The Aral Sea supported a thriving commercial fishing industry employing roughly 60,000 people in the early 1960s. 

By 1977, the fish harvest was reduced by 75 percent, and by the early 1980s the commercial fishing industry had been eliminated. 

The shrinking Aral Sea has also had a noticeable affect on the region's climate. 

The growing season there is now shorter, causing many farmers to switch from cotton to rice, which demands even more diverted water.

A secondary effect of the reduction in the Aral Sea's overall size is the rapid exposure of the lake bed. 

Strong winds that blow across this part of Asia routinely pick up and deposit tens of thousands of tons of now exposed soil every year. 

The salty dust blew off the lakebed and settled onto fields, degrading the soil. Croplands had to be flushed with larger and larger volumes of river water. 

The loss of the moderating influence of such a large body of water made winters colder and summers hotter and drier.

In a last-ditch effort to save some of the lake, Kazakhstan built a dam between the northern and southern parts of the Aral Sea. 
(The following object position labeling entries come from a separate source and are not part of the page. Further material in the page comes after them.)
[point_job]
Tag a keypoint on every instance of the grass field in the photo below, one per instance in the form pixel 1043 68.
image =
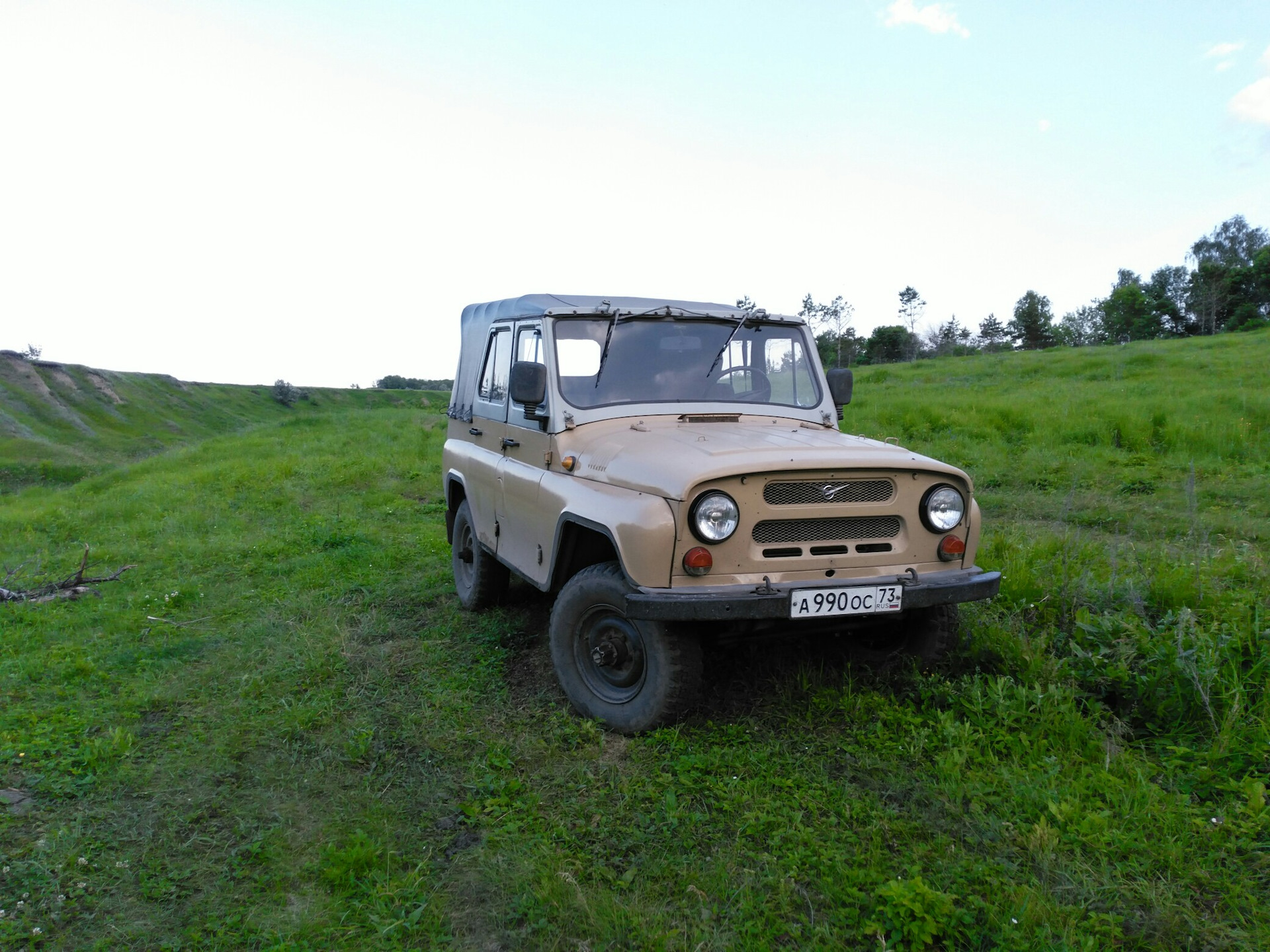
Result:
pixel 60 423
pixel 329 754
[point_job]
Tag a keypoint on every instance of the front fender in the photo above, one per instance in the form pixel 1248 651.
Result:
pixel 639 524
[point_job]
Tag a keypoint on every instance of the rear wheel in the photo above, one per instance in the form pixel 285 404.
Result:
pixel 632 674
pixel 480 579
pixel 925 634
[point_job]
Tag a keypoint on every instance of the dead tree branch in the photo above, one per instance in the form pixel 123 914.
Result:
pixel 74 586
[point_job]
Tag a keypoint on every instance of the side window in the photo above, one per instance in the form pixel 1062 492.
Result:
pixel 529 344
pixel 529 347
pixel 498 364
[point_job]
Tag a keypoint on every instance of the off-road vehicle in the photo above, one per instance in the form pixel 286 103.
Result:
pixel 673 470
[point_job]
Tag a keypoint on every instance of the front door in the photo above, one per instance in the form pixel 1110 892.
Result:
pixel 526 534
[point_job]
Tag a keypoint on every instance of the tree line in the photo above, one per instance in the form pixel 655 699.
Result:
pixel 1223 287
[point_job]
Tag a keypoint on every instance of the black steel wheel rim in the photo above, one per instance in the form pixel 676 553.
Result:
pixel 465 555
pixel 610 655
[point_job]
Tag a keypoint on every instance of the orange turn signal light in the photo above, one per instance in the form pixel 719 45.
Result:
pixel 952 547
pixel 698 561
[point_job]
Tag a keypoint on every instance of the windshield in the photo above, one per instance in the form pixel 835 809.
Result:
pixel 653 361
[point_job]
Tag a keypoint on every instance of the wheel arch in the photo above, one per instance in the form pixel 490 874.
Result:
pixel 579 543
pixel 455 495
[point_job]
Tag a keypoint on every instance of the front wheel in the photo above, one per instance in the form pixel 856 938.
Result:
pixel 632 674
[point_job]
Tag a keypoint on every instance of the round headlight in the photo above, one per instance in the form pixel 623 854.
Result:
pixel 714 517
pixel 943 508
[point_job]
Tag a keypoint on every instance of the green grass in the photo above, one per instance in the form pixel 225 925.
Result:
pixel 60 423
pixel 339 758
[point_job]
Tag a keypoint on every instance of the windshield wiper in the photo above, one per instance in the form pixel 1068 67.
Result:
pixel 727 344
pixel 603 354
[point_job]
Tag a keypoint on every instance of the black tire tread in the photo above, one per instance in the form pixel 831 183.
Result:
pixel 681 653
pixel 491 578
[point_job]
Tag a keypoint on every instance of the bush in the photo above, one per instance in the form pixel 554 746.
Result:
pixel 286 394
pixel 394 381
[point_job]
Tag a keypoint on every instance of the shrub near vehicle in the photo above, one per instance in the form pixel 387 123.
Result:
pixel 673 469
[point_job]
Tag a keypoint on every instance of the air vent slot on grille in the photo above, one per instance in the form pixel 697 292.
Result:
pixel 845 527
pixel 822 492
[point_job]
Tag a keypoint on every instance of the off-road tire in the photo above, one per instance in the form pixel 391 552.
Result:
pixel 480 579
pixel 927 635
pixel 589 612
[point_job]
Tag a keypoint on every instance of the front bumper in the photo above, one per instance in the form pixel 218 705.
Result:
pixel 733 602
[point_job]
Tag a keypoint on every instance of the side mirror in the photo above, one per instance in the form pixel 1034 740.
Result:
pixel 840 387
pixel 529 386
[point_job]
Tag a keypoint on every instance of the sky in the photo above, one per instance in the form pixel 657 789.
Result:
pixel 313 190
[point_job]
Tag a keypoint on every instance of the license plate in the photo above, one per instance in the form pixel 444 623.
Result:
pixel 821 603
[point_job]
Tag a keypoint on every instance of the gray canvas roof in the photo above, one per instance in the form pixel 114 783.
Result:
pixel 478 317
pixel 540 305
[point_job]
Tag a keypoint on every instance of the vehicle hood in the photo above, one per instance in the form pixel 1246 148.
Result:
pixel 669 457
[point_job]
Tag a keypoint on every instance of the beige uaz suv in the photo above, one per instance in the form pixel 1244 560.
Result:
pixel 675 469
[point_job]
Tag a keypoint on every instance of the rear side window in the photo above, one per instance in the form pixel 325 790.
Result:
pixel 498 362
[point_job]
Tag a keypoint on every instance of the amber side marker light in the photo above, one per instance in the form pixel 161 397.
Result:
pixel 952 549
pixel 698 561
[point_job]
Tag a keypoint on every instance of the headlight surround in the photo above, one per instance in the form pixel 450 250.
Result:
pixel 714 517
pixel 943 508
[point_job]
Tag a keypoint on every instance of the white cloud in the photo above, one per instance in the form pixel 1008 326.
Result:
pixel 1220 51
pixel 937 18
pixel 1253 103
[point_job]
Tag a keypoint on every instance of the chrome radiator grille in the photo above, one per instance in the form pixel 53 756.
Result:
pixel 846 527
pixel 827 492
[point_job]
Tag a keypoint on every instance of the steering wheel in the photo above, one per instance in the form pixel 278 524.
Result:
pixel 761 393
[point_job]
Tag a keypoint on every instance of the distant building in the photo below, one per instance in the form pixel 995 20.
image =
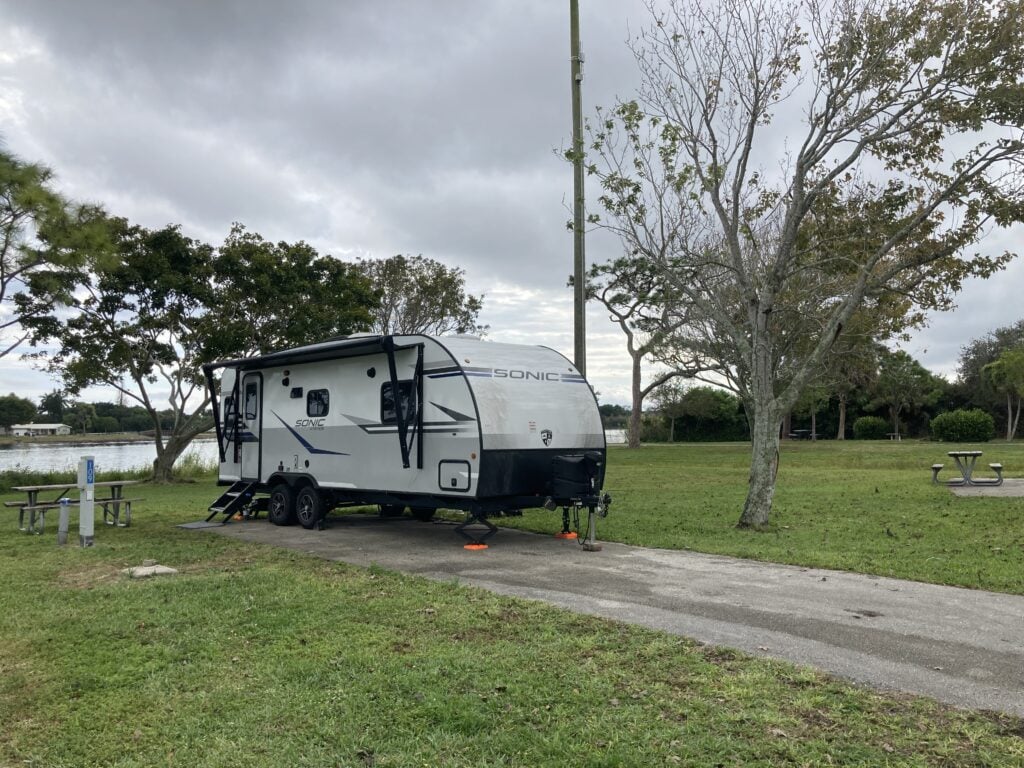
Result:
pixel 32 430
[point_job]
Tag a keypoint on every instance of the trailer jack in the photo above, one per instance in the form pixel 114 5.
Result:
pixel 565 531
pixel 475 542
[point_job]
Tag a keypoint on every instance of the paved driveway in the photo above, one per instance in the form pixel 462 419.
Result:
pixel 965 647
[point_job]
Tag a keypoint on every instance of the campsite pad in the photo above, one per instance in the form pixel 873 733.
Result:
pixel 965 647
pixel 1012 487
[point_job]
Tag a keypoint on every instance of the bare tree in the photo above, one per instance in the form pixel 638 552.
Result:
pixel 910 115
pixel 631 291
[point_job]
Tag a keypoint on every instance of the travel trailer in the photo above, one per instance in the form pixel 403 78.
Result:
pixel 413 421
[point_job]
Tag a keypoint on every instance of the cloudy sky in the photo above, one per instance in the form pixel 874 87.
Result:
pixel 364 127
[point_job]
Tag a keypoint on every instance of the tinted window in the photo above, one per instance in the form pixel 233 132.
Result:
pixel 252 392
pixel 317 402
pixel 406 392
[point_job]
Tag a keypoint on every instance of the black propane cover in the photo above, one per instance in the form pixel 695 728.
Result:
pixel 572 475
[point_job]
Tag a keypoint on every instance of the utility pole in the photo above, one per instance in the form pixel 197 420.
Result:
pixel 579 254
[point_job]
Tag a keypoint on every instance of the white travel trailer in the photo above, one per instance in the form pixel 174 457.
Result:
pixel 407 421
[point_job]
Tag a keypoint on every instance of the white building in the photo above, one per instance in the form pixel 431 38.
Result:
pixel 31 430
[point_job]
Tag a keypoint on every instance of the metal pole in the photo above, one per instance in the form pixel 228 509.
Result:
pixel 579 253
pixel 86 496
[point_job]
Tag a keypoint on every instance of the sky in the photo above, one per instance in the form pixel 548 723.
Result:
pixel 366 128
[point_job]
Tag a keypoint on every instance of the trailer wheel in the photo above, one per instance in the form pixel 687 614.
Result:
pixel 308 507
pixel 423 514
pixel 281 506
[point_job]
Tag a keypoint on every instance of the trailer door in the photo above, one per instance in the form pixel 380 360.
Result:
pixel 252 424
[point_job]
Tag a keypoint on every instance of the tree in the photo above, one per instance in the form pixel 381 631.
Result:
pixel 146 323
pixel 1006 375
pixel 81 417
pixel 51 406
pixel 14 410
pixel 38 228
pixel 693 177
pixel 270 295
pixel 904 384
pixel 975 385
pixel 632 294
pixel 421 296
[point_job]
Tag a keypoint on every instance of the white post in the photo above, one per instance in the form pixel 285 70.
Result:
pixel 86 496
pixel 64 522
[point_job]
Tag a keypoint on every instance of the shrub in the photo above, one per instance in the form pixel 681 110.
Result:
pixel 870 428
pixel 964 426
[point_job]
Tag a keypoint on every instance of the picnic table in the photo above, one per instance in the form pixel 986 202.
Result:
pixel 966 461
pixel 56 497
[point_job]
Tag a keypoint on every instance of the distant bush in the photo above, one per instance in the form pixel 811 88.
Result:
pixel 964 426
pixel 870 428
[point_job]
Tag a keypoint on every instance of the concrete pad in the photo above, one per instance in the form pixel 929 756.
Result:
pixel 1012 487
pixel 965 647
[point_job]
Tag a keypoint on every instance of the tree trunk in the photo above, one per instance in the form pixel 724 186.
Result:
pixel 764 467
pixel 1011 426
pixel 633 438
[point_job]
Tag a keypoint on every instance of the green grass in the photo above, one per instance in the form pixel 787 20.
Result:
pixel 257 656
pixel 859 506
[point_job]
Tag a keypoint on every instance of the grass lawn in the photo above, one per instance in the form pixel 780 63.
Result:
pixel 256 656
pixel 860 506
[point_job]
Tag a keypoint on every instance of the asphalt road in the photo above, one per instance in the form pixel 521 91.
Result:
pixel 965 647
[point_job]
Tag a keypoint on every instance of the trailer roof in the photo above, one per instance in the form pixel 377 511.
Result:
pixel 326 350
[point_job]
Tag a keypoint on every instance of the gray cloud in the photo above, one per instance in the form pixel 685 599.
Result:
pixel 368 128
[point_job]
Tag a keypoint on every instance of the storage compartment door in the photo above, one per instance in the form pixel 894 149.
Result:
pixel 454 476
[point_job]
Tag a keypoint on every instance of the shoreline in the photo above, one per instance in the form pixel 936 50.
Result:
pixel 112 438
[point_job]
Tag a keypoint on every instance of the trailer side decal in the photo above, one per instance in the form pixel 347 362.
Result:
pixel 305 443
pixel 505 373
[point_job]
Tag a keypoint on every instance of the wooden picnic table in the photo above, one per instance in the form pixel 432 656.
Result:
pixel 112 504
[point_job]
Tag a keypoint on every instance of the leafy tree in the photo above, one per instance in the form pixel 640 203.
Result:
pixel 421 296
pixel 613 416
pixel 81 417
pixel 692 178
pixel 269 295
pixel 904 384
pixel 38 229
pixel 145 323
pixel 631 292
pixel 1006 375
pixel 14 410
pixel 974 383
pixel 702 413
pixel 51 406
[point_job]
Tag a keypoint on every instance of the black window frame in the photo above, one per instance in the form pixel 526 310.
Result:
pixel 408 394
pixel 322 397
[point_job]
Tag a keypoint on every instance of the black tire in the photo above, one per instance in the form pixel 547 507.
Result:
pixel 423 514
pixel 281 506
pixel 309 507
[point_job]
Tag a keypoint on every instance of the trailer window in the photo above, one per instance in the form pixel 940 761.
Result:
pixel 317 402
pixel 252 392
pixel 406 390
pixel 229 418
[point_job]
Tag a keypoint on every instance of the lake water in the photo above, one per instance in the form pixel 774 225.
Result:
pixel 110 457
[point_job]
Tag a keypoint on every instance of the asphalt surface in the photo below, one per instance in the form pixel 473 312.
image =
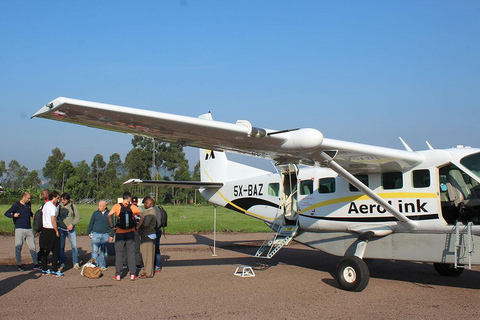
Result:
pixel 195 284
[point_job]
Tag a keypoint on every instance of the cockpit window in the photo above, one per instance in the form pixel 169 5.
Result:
pixel 472 163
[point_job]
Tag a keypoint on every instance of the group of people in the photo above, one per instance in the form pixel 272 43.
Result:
pixel 136 233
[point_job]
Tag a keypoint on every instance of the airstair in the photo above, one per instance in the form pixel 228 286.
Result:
pixel 276 241
pixel 463 248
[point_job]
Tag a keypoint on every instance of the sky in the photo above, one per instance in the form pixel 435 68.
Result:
pixel 360 71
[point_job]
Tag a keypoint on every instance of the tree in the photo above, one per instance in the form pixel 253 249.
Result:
pixel 64 171
pixel 52 164
pixel 79 185
pixel 32 180
pixel 98 168
pixel 15 174
pixel 137 163
pixel 3 169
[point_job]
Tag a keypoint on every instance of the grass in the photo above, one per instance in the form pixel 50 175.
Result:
pixel 183 219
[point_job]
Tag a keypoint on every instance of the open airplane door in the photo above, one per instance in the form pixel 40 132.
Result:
pixel 289 192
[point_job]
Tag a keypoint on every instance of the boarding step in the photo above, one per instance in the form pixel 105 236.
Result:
pixel 280 239
pixel 463 247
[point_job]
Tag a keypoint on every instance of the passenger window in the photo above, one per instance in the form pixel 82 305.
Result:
pixel 326 185
pixel 363 178
pixel 306 187
pixel 273 189
pixel 421 178
pixel 392 180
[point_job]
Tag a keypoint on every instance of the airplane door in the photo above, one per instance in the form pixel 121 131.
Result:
pixel 289 193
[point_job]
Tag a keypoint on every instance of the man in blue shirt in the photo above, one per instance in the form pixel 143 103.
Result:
pixel 21 213
pixel 100 232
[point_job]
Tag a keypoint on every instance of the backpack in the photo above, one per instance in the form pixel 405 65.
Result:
pixel 162 220
pixel 38 220
pixel 125 218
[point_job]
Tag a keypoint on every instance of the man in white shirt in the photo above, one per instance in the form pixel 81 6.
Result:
pixel 49 237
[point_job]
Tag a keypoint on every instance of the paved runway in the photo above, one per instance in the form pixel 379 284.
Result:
pixel 297 283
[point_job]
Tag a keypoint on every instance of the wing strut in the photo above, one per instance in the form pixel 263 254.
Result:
pixel 325 158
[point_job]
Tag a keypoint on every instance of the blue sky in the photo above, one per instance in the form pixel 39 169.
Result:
pixel 362 71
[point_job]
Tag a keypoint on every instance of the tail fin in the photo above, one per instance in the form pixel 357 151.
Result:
pixel 215 167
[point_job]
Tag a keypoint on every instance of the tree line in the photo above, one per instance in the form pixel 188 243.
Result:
pixel 100 179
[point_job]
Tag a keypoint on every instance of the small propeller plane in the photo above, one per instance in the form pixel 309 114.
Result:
pixel 351 200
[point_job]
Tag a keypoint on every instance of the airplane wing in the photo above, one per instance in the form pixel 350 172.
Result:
pixel 175 184
pixel 283 146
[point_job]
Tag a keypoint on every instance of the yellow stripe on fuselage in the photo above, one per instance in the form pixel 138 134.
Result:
pixel 240 208
pixel 395 195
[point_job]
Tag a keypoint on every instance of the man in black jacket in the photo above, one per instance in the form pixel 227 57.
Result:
pixel 21 213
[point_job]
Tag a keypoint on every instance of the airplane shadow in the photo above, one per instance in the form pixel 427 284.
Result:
pixel 7 285
pixel 421 274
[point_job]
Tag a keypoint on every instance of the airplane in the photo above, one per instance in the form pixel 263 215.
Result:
pixel 351 200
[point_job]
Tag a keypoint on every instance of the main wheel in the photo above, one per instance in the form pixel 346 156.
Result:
pixel 448 269
pixel 352 274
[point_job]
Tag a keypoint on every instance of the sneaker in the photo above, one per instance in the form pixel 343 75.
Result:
pixel 57 274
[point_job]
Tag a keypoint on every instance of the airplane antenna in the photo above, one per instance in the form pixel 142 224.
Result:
pixel 429 145
pixel 407 147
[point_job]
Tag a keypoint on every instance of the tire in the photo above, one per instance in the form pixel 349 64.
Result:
pixel 352 274
pixel 448 269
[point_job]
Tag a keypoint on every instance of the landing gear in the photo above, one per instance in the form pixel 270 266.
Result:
pixel 352 274
pixel 448 269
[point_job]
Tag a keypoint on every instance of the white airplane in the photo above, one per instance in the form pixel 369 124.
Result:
pixel 351 200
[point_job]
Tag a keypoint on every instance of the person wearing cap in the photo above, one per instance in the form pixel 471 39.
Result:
pixel 124 235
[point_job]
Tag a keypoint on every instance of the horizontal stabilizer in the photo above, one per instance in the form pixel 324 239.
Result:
pixel 175 184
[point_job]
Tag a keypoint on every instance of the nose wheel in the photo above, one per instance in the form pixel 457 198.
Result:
pixel 352 274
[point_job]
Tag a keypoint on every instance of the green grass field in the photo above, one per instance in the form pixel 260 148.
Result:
pixel 181 220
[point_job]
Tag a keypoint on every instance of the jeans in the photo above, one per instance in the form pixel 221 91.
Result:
pixel 99 245
pixel 72 237
pixel 21 236
pixel 125 244
pixel 158 256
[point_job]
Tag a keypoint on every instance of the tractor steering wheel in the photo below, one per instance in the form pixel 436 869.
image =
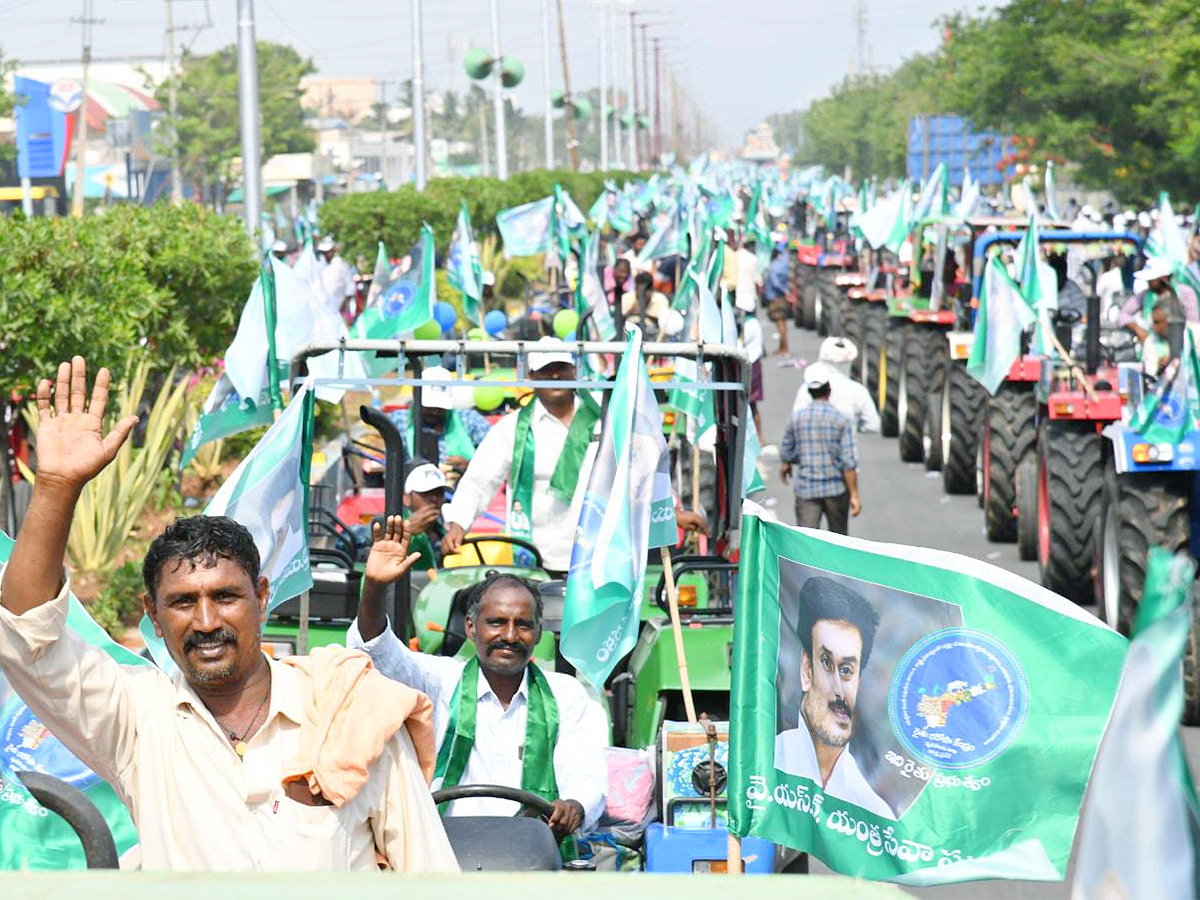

Completed in 2005, the dam was basically a death sentence for the southern Aral Sea, which was judged to be beyond saving. 

All of the water flowing into the desert basin from the Syr Darya now stays in the Northern Aral Sea.

Between 2005 and 2006, the water levels in that part of the lake rebounded significantly and very small increases are visible throughout the rest of the time period. 

The differences in water color are due to changes in sediment.